Superb Spanish foods

by Jennifer Stein | 6/17/2019, 6:40 p.m.
Croquettes, cured meats like chorizo and jamon, calamari, paella, olives, roast suckling pig, bravas- fried potatoes with sauce, or anchovies ...
Paella Contributed

Croquettes, cured meats like chorizo and jamon, calamari, paella, olives, roast suckling pig, bravas- fried potatoes with sauce, or anchovies are all superb Spanish foods to try at home or when visiting Spain.

Small cities off the beat and path, like Segovia, offer gastronomic specialties that blow the mind and indulge the palate. When in Segovia try savory roast suckling pig. For vegetarians, gorgonzola based cream sauce on a pear ravioli is mind boggling and memorable. Fresh Burrata on a homemade thin crust pizza with pesto and basil may not be your typical Spanish cuisine, but notable all the same!

Creamy béchamel croquettes made with jamon, queso, or cod are a delightful way to start any meal or end the day as a snack. The inside is flavorful and kisses the tongue, while the outside should have a bit crunch from being fried. They can be found at tapas restaurants to fine dining establishments. Everyone has a favorite recipe and claims to have the best croquettes in town. They happen to make great snacks in the car if you are touring with a family!

Paella is another popular dish that can be found in most towns in Spain. Seafood, chicken, or vegetarian in variety, this colorful, nutritious, main course is a feast for the eyes and soul. Rice based and radiant, it offers up hearty helpings for hungry travelers. The saffron threads give the rice a yellow cast and a subtle flavor. While many will showcase the dish, it has had a place on the Spanish table for the ease in which it can be assembled and numbers it can feed well.
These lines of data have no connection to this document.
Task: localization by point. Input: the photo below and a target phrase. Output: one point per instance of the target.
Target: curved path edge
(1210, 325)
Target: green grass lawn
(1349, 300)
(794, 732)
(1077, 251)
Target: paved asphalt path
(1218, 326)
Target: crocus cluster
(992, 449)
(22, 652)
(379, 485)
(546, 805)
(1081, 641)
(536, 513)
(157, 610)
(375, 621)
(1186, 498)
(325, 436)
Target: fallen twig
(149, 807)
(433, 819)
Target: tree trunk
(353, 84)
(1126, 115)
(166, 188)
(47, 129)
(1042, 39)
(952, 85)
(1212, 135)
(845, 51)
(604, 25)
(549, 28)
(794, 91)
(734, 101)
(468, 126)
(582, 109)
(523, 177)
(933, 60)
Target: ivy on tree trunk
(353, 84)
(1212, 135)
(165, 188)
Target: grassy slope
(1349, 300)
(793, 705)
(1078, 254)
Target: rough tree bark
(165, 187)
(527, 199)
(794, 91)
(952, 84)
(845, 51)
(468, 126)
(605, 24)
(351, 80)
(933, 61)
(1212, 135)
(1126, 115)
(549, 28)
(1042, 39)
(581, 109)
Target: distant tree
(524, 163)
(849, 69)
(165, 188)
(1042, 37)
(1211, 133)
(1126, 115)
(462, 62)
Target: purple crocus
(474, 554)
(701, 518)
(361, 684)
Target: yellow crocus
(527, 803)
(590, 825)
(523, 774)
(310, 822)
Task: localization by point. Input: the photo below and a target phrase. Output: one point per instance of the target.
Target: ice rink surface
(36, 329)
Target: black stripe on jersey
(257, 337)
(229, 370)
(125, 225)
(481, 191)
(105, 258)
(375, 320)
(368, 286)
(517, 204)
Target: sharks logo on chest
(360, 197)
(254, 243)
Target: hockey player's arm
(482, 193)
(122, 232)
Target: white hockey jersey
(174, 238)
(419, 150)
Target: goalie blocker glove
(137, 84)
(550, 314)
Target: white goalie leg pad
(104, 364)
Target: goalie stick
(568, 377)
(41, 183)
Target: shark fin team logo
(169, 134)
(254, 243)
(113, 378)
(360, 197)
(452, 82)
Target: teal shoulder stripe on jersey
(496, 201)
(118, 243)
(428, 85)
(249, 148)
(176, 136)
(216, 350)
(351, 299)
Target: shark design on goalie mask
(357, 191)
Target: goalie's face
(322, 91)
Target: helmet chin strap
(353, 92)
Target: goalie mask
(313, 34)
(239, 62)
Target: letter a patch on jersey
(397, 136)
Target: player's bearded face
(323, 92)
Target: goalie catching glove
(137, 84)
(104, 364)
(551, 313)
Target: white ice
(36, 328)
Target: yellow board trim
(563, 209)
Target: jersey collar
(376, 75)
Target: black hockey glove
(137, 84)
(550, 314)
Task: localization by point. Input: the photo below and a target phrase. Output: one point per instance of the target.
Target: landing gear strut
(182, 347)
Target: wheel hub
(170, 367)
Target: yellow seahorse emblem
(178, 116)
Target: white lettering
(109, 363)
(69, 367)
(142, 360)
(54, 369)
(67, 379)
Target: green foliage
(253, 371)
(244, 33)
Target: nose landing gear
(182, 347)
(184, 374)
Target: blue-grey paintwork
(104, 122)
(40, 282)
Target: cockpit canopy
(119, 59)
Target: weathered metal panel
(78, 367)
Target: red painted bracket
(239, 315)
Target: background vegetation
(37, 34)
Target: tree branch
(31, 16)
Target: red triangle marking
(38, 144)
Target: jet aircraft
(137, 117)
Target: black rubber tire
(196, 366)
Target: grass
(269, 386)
Patatas Bravas, fried potatoes with sauces, like original bravas sauce, garlic mayonnaise, mojo Verde, or mojo Picon are served at tapas bars and mercados. It is said that bravas started in Madrid and grew in popularity. The key ingredient in the most common sauce is pimenton, or smoked paprika. Pimenton dulce (sweet) and picante (hot) are often combined to create the signature sauce. Today, chefs are getting creative with sauces that can top the fried bits of potatoes. Some add queso, while others even add jamon and figs to the mix. Whatever the colorful combination, this filling side dish can be a meal. Its quick, dirty, and delicious!

One does not have to be in Spain to enjoy the above festival of flavors. Recipes are plentiful on the internet and cook books. Sometimes recreating a fantastic food find from a travel can bring back fond memories and create new ones. Solid Spanish food, weather eaten in Malaga, Valladolid, or Manhattan, is always superb and special. Add Sangria to any meal for a bit more fun in the summer!